Poema 014 · Capítulo II – Infancia, familia y mesa compartida

Vale cuatro a la vida

Escuchar este poema

Esta melodía y su instrumentación fue producida empleando la herramienta Producer.ai y ajustadas manualmente por el autor.

Van circulando las copas y el vino se hace a un lado. Los amigos se han juntado para una truqueada en lo del Tano. Pasan a barajar el mazo y, al fondo, escuchando un tango. Se ha repartido el juego, se agitaron las manos. ¡Falta envido me has cantado! Alcanzo a junar tu sequía, descarado. Pero mentiroso no soy: no sirvo para el engaño. No se quiere, te lo digo, con el perdón del amigo aquí a mi lado. Deja pasar el juego, viejo atolondrado, ya vendrá la segunda mano. Voy echando ojos a mis cartas: presiento el ocaso. Qué figuras tan feas, mala suerte, me lo has cantado. Ya va rodando el juego y te noto algo atrevido. Luego de la ronda pasada, sin quedarme como un cuco, sin poder mostrarte mis cartas te debo cantar el “truco”. Linda cara dibujando mi compañero, susurrando el compadrillo una sonrisa de ¡ya ganamos!
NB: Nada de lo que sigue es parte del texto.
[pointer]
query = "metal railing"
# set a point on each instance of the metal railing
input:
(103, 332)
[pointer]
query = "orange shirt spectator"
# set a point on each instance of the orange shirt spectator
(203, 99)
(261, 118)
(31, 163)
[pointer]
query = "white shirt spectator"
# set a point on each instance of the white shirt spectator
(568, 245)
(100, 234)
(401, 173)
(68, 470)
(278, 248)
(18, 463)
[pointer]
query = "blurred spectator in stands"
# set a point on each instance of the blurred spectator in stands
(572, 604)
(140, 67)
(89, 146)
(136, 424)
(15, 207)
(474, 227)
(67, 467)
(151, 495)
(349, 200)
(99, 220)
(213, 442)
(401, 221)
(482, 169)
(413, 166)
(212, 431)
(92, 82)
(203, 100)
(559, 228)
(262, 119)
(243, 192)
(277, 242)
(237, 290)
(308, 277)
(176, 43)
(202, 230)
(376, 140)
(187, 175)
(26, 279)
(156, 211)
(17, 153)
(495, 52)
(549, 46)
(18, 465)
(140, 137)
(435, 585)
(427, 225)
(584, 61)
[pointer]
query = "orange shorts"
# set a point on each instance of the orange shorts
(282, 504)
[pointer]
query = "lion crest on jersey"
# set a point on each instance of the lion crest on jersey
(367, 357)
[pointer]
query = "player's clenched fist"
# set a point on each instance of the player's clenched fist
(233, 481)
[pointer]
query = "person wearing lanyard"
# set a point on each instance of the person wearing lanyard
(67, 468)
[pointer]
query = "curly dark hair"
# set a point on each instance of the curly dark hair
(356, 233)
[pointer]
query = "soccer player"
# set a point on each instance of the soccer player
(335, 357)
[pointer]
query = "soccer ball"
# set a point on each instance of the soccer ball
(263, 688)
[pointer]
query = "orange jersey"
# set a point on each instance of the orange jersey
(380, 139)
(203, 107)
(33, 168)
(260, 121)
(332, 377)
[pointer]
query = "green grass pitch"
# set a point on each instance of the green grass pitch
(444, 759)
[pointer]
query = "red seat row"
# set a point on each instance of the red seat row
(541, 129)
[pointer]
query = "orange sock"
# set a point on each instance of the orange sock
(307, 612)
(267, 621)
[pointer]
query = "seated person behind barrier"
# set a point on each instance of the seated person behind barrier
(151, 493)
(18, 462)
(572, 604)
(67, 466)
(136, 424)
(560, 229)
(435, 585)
Van circulando los naipes, desgraciados: tiran de pronto un velo, para sacarnos el aliento. “Quiero re truco”, me lo han gritado, ¡flor de maleducaos!. No te achiques compañero, que si piden, que anden “garroteados”. Ahí se va, tórtolos desanidados; con orgullo les muestro el ancho basto. ¡Quiero vale cuatro! No me achico, con el perdón de los paisanos. ¿Se van al mazo, corajudos? ¡Que se pierden esta mano! Sepan ustedes, mis chicuelos, que en este mundo no vayan achicando: que es buen partido andar arriesgando. Si vuelas alto y te andas cayendo, es más valeroso que nunca haberlo intentado.